Avec déjà plus de quinze ans de carrière, plusieurs spectacles, un film, « Flashback », en tant que réalisatrice, et une soirée dans la peau de maîtresse de cérémonie des Molières, Caroline Vigneaux peut légitimement prendre de la hauteur et mesurer le chemin accompli.
La jeune avocate qu’elle était encore en 2007 ne doit vraiment pas regretter la décision qu’elle a prise de quitter la robe pour se lancer dans l’humour. Un choix payant, inspirant même pour des tas de personnes qui ne sont pas épanouies dans leur vie professionnelle et qui n’osent pas changer de métier et repartir de zéro. « Le plus dur, ce n’est pas de faire le grand saut, c’est de réussir à nager ensuite quand on est dans l’eau froide », sourit-elle.

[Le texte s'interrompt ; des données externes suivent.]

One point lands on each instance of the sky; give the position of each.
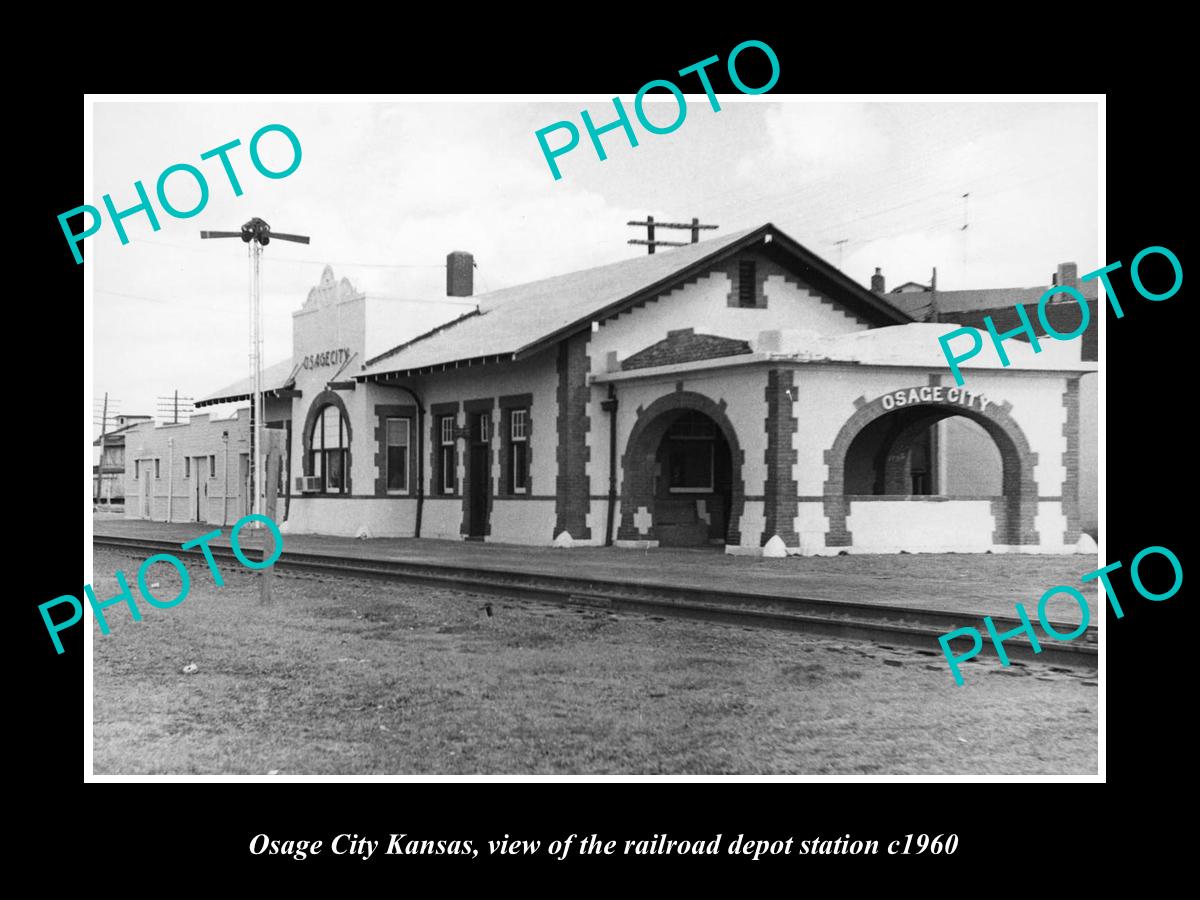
(387, 190)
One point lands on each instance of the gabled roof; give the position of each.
(521, 321)
(949, 301)
(277, 377)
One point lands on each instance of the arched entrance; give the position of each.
(682, 474)
(883, 451)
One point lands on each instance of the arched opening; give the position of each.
(682, 475)
(930, 443)
(924, 451)
(327, 444)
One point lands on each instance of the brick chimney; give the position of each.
(1067, 275)
(460, 274)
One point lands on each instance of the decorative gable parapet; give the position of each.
(685, 346)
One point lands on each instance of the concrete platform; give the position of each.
(984, 583)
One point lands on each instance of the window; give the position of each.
(329, 443)
(691, 445)
(519, 451)
(747, 283)
(447, 460)
(397, 455)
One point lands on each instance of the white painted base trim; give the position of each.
(733, 550)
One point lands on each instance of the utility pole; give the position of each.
(102, 407)
(257, 234)
(649, 225)
(100, 474)
(169, 407)
(964, 228)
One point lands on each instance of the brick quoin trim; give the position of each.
(508, 403)
(383, 413)
(319, 402)
(437, 411)
(897, 468)
(781, 490)
(1071, 462)
(637, 462)
(1014, 513)
(571, 487)
(472, 408)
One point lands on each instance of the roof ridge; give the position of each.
(628, 261)
(432, 331)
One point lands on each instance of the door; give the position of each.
(201, 485)
(144, 492)
(480, 475)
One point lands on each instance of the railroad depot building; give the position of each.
(726, 393)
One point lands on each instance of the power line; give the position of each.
(295, 259)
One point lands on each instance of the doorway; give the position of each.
(244, 491)
(479, 474)
(199, 485)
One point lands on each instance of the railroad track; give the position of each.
(887, 625)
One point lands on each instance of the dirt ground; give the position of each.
(357, 677)
(983, 583)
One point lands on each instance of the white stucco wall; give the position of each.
(921, 526)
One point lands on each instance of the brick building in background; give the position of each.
(726, 393)
(972, 455)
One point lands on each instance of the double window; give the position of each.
(691, 447)
(397, 439)
(447, 459)
(519, 451)
(329, 442)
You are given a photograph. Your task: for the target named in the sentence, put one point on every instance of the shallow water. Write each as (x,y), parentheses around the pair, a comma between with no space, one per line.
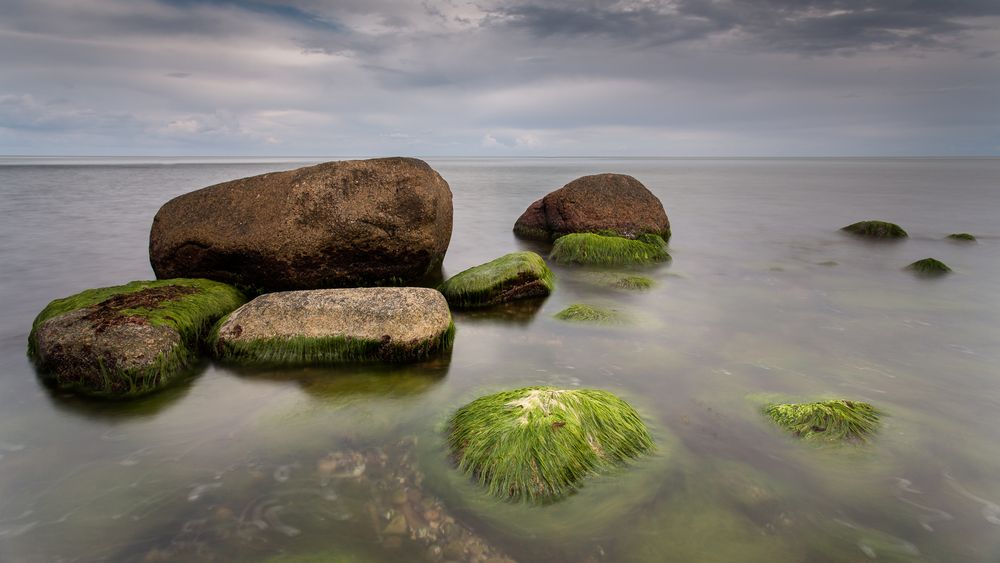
(764,298)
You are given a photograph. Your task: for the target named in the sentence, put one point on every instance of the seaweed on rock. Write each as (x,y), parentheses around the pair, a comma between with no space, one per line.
(638,283)
(538,443)
(929,267)
(581,312)
(831,421)
(303,350)
(876,230)
(607,250)
(169,318)
(513,276)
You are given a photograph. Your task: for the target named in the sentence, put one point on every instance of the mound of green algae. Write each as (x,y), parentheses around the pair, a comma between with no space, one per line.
(607,250)
(538,443)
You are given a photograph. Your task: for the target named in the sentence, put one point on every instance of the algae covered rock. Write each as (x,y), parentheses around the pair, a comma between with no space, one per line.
(876,230)
(538,443)
(517,275)
(831,421)
(929,267)
(611,202)
(583,313)
(337,325)
(606,250)
(635,283)
(128,339)
(384,221)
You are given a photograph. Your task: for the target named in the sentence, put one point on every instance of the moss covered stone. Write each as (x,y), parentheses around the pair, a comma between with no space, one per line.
(929,267)
(583,313)
(830,421)
(876,230)
(517,275)
(128,339)
(604,250)
(323,326)
(639,283)
(538,443)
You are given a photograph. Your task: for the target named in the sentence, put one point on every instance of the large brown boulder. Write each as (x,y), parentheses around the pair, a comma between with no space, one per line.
(602,202)
(384,221)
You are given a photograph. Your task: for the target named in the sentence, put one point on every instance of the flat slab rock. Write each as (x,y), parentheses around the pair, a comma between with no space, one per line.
(397,319)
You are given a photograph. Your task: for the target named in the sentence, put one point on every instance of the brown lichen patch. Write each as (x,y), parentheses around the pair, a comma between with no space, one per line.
(114,310)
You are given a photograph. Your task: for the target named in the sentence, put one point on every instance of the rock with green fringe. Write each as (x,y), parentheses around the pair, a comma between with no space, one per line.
(602,202)
(635,283)
(128,339)
(539,443)
(517,275)
(583,313)
(826,421)
(929,267)
(607,250)
(324,326)
(876,230)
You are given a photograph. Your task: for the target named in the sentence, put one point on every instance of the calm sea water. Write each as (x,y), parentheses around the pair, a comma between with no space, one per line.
(764,298)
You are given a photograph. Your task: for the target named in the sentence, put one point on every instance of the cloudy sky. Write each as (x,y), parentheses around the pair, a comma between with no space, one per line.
(500,77)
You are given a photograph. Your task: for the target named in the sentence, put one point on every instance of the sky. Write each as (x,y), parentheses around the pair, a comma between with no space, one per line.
(500,77)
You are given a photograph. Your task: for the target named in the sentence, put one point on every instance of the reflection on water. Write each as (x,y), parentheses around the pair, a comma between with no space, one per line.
(763,298)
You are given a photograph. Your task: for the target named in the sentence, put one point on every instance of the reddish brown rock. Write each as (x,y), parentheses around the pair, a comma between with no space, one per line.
(382,221)
(602,202)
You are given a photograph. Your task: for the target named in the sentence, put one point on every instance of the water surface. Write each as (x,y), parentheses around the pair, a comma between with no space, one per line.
(764,298)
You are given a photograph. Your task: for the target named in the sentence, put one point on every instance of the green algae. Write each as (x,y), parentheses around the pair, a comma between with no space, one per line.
(876,230)
(538,443)
(638,283)
(581,312)
(604,250)
(826,421)
(929,267)
(513,276)
(188,306)
(302,350)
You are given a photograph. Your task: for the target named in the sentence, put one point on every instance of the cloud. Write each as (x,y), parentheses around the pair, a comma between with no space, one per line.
(500,76)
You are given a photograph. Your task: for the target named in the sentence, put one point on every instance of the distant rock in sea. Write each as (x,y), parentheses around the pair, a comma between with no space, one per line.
(383,221)
(613,203)
(876,230)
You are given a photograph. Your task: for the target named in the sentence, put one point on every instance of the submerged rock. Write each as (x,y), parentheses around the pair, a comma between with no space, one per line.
(538,443)
(337,325)
(583,313)
(876,230)
(128,339)
(836,420)
(607,250)
(383,221)
(929,267)
(602,202)
(517,275)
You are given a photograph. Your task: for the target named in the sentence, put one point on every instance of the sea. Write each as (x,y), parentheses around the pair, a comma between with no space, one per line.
(765,300)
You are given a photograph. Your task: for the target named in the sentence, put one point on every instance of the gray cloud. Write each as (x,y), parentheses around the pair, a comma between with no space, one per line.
(500,77)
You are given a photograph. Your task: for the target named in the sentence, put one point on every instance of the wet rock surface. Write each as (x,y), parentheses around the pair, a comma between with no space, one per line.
(330,325)
(382,221)
(602,202)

Attendue le samedi 28 mars (20 h) au Zéphyr de Hem, l’artiste viendra y jouer son quatrième spectacle, « In Vigneaux Veritas », dans lequel elle a décidé de délivrer à son public tout un ensemble de vérités, parfois sur des sujets d’ordre général comme la création des cornflakes, mais aussi sur des questions plus intimes.

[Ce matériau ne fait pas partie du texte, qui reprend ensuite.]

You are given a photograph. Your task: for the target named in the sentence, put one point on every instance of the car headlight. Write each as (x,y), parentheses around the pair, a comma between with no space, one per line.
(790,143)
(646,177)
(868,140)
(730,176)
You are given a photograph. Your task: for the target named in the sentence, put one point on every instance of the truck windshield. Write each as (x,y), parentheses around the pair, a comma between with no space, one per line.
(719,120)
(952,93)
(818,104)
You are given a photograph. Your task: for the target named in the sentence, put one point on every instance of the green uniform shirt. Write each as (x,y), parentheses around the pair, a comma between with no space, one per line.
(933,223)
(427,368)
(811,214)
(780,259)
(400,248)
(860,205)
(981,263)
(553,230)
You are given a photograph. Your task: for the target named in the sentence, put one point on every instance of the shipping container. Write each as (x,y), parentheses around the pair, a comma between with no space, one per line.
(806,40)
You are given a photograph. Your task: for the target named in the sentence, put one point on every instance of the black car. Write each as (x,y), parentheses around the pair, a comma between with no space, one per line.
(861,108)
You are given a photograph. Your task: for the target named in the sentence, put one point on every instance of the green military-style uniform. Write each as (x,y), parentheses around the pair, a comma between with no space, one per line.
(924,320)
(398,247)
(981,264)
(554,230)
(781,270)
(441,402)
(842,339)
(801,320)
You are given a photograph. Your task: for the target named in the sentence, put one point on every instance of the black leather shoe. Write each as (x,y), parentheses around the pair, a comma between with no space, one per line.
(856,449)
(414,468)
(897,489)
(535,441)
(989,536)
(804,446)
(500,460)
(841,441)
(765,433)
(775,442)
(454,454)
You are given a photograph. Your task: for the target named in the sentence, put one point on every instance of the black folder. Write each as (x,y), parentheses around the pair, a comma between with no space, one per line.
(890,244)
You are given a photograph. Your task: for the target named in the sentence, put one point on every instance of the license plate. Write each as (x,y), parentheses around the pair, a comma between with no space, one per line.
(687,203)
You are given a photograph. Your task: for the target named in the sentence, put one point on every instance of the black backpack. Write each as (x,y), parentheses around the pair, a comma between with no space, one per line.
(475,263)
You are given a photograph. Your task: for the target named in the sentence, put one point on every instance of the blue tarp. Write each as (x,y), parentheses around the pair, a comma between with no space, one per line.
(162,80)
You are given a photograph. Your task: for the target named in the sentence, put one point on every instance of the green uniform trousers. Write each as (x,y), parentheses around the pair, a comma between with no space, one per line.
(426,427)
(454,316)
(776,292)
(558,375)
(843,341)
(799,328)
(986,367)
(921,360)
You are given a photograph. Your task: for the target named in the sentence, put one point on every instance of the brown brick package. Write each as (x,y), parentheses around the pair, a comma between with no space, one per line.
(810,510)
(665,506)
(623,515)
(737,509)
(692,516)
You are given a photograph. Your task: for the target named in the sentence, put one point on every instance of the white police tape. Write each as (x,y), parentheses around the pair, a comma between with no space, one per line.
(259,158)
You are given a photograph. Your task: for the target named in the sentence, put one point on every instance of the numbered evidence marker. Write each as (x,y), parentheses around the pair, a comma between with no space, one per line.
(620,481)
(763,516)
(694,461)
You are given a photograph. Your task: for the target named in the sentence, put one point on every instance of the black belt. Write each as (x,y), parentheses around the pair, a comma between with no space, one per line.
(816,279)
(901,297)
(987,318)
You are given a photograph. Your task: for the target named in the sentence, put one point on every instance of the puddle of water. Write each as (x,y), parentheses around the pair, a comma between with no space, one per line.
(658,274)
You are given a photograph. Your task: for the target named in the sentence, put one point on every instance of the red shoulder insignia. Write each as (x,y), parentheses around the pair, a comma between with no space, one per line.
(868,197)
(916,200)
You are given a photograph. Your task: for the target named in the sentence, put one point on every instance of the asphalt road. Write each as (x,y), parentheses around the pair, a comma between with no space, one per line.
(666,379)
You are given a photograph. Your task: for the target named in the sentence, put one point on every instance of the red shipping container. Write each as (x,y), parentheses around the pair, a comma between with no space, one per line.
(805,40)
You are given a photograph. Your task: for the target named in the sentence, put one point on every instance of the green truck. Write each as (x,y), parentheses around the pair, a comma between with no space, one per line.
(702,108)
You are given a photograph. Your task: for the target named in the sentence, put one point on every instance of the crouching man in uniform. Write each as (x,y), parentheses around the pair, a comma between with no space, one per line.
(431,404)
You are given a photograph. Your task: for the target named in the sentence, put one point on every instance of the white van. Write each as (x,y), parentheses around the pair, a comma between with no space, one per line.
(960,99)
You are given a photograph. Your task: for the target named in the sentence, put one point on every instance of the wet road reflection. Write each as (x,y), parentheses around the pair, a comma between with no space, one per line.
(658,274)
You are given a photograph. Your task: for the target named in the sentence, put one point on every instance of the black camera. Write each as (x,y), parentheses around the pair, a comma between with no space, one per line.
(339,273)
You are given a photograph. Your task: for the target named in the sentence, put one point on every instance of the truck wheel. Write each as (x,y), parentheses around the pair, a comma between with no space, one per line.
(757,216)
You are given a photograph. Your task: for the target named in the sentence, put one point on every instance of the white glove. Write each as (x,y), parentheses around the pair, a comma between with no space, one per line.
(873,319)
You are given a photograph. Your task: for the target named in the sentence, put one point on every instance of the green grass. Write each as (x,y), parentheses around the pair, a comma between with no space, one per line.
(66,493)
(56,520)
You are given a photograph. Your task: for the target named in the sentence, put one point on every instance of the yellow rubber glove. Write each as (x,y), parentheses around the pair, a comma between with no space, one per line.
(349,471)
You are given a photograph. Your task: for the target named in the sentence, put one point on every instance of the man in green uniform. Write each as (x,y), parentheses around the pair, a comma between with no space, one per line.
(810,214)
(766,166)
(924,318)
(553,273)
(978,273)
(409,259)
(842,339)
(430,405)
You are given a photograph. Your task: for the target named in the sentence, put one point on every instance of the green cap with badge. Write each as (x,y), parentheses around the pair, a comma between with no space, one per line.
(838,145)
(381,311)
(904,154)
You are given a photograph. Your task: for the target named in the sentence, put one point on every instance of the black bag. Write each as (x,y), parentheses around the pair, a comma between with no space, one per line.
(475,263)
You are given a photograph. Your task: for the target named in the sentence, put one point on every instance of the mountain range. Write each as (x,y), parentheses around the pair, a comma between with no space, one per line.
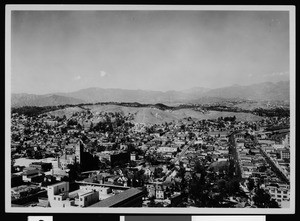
(263,91)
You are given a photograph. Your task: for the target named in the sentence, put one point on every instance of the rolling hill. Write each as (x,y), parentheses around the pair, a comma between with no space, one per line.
(263,91)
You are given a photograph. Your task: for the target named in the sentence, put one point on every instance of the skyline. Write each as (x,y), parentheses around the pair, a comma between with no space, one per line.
(64,51)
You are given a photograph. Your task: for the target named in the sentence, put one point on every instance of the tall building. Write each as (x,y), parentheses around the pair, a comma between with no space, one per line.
(79,151)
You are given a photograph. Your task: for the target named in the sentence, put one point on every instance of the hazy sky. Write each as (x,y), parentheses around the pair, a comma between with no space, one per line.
(63,51)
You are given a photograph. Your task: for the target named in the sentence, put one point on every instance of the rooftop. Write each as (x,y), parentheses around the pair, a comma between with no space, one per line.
(118,198)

« J’ai désormais plus de cinquante ans, je suis au sommet de ma vie et j’admire la vue avant d’entamer la descente, poursuit-elle. L’avantage, c’est que je peux m’adresser à plusieurs générations, aux plus jeunes comme aux plus vieux, et ainsi créer du lien entre elles. Typiquement, j’ai un compte TikTok, mais je paie quelqu’un pour le gérer, car je ne sais pas m’en servir. »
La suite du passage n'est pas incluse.